If you've already checked out our article what data Faraday expects then you're well on your way to understanding what is specifically needed for prediction modeling in Faraday's system.

However, to drive home these best practices, here are some hypothetical examples to help understand how we bridge the gap between the incoming data we take and the models that you help design to predict your desired outcomes!

Even if you seem to understand the concept of an event stream it is always nice to see visual examples that show the shape of the data as you look at it in a database or spreadsheet.

Faraday has 4 base-level data points we utilize when we're processing any particular stream of events that you give us:

  • date (datetime)

  • value (i.e. - monetary value of said event per your business)

  • product(s)

  • channel (e.g. - "acquisition source")

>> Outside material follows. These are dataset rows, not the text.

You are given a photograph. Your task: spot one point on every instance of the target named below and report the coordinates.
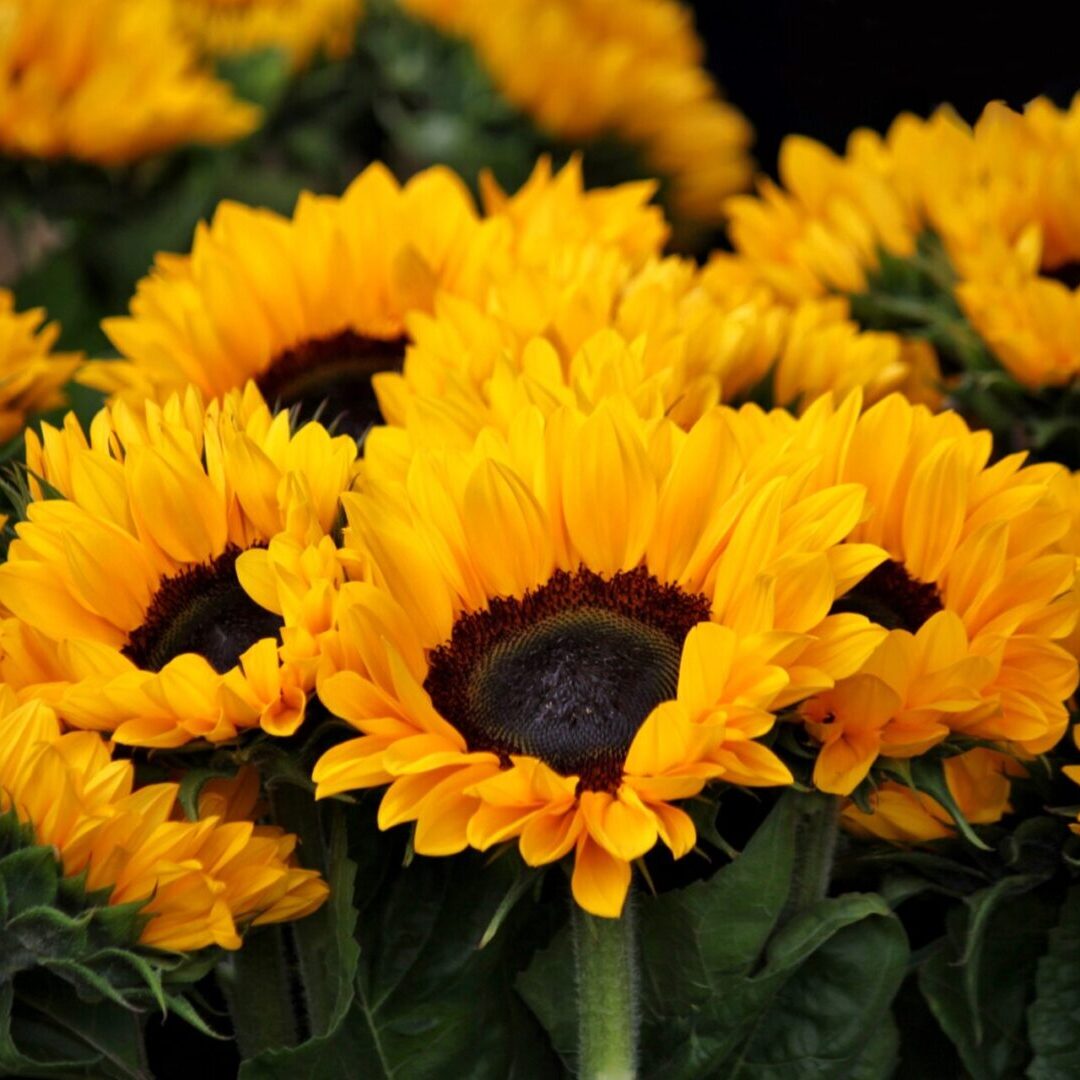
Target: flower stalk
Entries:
(606, 960)
(815, 833)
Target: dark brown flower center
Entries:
(1067, 273)
(892, 598)
(204, 609)
(332, 378)
(567, 673)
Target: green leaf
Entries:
(1052, 1017)
(727, 990)
(257, 984)
(325, 942)
(104, 1029)
(30, 878)
(881, 1055)
(260, 77)
(41, 933)
(928, 775)
(429, 1002)
(983, 1014)
(824, 1018)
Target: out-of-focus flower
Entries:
(979, 781)
(312, 307)
(174, 571)
(199, 882)
(107, 82)
(228, 27)
(31, 375)
(589, 69)
(674, 586)
(976, 592)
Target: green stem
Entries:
(257, 987)
(296, 811)
(815, 832)
(606, 959)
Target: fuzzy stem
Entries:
(257, 986)
(815, 833)
(606, 959)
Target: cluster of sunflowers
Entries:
(563, 544)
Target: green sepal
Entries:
(927, 774)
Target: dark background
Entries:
(824, 67)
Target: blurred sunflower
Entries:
(312, 307)
(976, 592)
(999, 197)
(585, 70)
(228, 27)
(31, 376)
(199, 882)
(107, 82)
(562, 630)
(979, 782)
(153, 586)
(675, 341)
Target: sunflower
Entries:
(311, 307)
(107, 82)
(979, 781)
(30, 374)
(1017, 246)
(823, 227)
(976, 594)
(584, 70)
(557, 632)
(227, 27)
(150, 589)
(1068, 487)
(1000, 196)
(199, 882)
(674, 340)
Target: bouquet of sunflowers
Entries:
(490, 589)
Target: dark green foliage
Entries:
(75, 986)
(915, 296)
(731, 990)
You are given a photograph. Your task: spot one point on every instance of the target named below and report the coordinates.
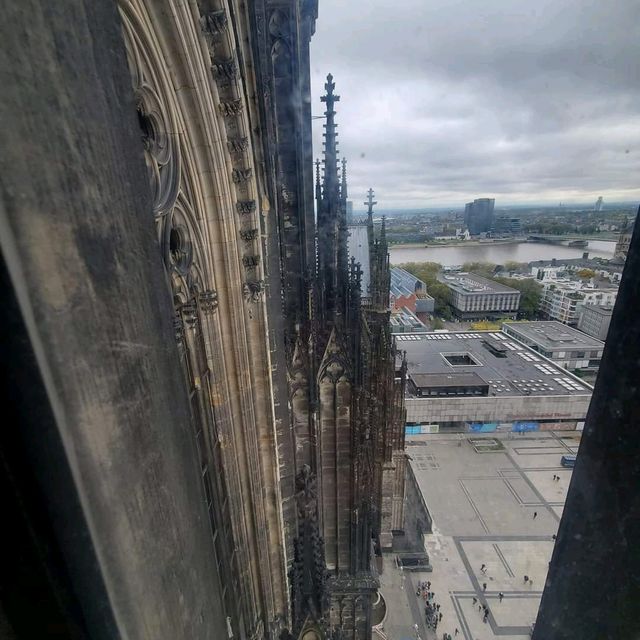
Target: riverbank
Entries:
(457, 243)
(496, 252)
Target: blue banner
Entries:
(526, 426)
(483, 427)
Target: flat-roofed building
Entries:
(594, 320)
(405, 321)
(475, 297)
(409, 292)
(567, 347)
(486, 381)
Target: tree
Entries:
(530, 295)
(428, 273)
(512, 265)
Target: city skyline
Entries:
(446, 103)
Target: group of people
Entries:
(483, 608)
(433, 615)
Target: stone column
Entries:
(593, 586)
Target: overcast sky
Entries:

Note: Not limited only to the above - give us all data points you desired to, which are meaningful to your business outcome!

Example 1: item-level data

In the above example, the uniqueness of each row is based on the *item* within an event. Therefore, we can see that events are duplicated for each item present in an event (look at the eventids).

Example 2: customer-level data

In the above example, the uniqueness of each row is based on the *customer* record and their rolled-up totals and last event date for summary analysis. There is no indication of when each unique event occurred.

Example 3: event-level data

In the above example, the uniqueness of each row is based on the *event* that occurred. Notice how the column for the products in the order is in a list format, separated by commas only.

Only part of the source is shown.